Archive pour juin, 2007

École de langue Tshiluba en Amérique du Nord

13 juin, 2007

Une première  en Amérique du Nord.


Depuis belle lurette, les congolais se sont éparpillés partout dans le monde pendant le règne du maréchal Mobutu et surtout durant le régime dictatorial et sanguinaire de monsieur Kabila ou Kanambe.  Ils sont partis à l’étranger à la recherche non seulement du bonheur mais surtout à la recherche ou à  conquête de la paix du cœur, à la tranquillité perdue et j’en passe…


À l’étranger, une fois la paix retrouvée, les congolais décident de se regarder ou de se considérer comme les originaires de leurs  pays hôtes, cherchant à se faire croire qu’ils deviennent les experts citoyens que les citoyens mêmes du pays hôtes. Ils raisonnent et font comme des blancs dans la façon de s’habiller, de manger, de respirer etc.…Oubliant même , pour la plus part des cas, leurs traditions, coutumes et mœurs. Pour eux, la culture devient, l’histoire du passée. Ou des villageois.


Si la plus part des congolais de l’étranger (parents) ne maîtrisent pas leur langues maternelles telles que : Kiyombe, Kiyaka, Ki Ngwandi, Tshiluba, Chokwe, Ndembo, Rund, Bemba etc.…comment expliquer que les enfants qui sont nés à l’étranger peuvent s’en sortir dans leurs langues d’origine maternelle ? L’exemple des Kasaïens du Katanga en est un exemple éloquent.

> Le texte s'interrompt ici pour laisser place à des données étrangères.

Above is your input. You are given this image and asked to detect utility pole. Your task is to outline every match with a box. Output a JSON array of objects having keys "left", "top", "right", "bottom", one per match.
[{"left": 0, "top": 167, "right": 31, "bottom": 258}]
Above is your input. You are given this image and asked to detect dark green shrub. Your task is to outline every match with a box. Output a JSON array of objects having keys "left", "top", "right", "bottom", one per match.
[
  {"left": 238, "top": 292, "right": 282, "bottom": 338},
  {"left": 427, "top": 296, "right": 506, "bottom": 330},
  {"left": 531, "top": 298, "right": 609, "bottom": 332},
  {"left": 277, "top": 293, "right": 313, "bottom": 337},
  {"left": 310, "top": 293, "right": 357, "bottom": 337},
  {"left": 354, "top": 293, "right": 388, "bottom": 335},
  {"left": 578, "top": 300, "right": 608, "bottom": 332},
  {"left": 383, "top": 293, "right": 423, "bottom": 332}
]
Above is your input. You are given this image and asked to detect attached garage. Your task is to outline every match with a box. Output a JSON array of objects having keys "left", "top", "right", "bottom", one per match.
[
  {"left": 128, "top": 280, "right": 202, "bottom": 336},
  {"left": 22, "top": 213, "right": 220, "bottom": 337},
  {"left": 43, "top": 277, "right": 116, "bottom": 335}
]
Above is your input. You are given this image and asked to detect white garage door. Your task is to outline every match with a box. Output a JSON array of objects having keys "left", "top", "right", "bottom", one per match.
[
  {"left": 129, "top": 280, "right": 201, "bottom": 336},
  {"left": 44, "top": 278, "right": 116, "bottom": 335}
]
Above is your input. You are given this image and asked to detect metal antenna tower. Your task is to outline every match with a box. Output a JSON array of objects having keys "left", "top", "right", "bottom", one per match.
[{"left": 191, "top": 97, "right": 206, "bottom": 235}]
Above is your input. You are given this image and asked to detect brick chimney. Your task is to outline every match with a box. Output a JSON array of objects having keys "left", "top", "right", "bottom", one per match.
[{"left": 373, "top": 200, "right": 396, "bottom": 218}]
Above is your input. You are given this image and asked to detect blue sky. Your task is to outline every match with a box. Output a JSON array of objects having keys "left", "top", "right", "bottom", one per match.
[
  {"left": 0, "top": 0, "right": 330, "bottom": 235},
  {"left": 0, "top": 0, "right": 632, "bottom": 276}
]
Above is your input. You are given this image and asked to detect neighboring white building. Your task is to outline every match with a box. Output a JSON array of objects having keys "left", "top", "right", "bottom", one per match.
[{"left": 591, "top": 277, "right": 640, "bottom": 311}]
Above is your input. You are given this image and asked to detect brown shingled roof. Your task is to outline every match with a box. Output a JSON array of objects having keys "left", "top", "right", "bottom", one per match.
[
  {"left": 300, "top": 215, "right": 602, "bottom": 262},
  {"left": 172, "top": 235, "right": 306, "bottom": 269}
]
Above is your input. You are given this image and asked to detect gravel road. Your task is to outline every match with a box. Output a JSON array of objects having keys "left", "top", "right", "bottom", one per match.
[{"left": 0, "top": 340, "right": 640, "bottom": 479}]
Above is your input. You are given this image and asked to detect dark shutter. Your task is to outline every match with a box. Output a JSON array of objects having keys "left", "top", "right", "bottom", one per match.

ÉCOLE, INSTITUT, LYCÉE, COLLÈGE, UNIVERSITÉ  «KALASA KA TSHILUBA»

Cette institut a comme nom d’appellation : KALASA KA TSHIILUBA. Vous pouvez aussi appeler comme vous voulez soit école, institut, collège, lycée, université. Mais n’oublier pas d’y ajouter Kalasa ka tshilba. (École kalasa ka tshiluba, institut kalasa ka Tshiluba, lycée kalasa ka Tshiluba, collège kalasa ka Tshiluba, université kalasa ka Tshiluba.) Comme vous voulez.


DIRECTION DE L’ÉCOLE


Sous la supervision administrative de l’Alliance Culturelle Kasaïenne du Canada, l’école est dirigée par monsieur Donatien Bilomba qui en est le directeur de l’école. Tandis que  madame Christine Kahinga est la doyenne des enseignants.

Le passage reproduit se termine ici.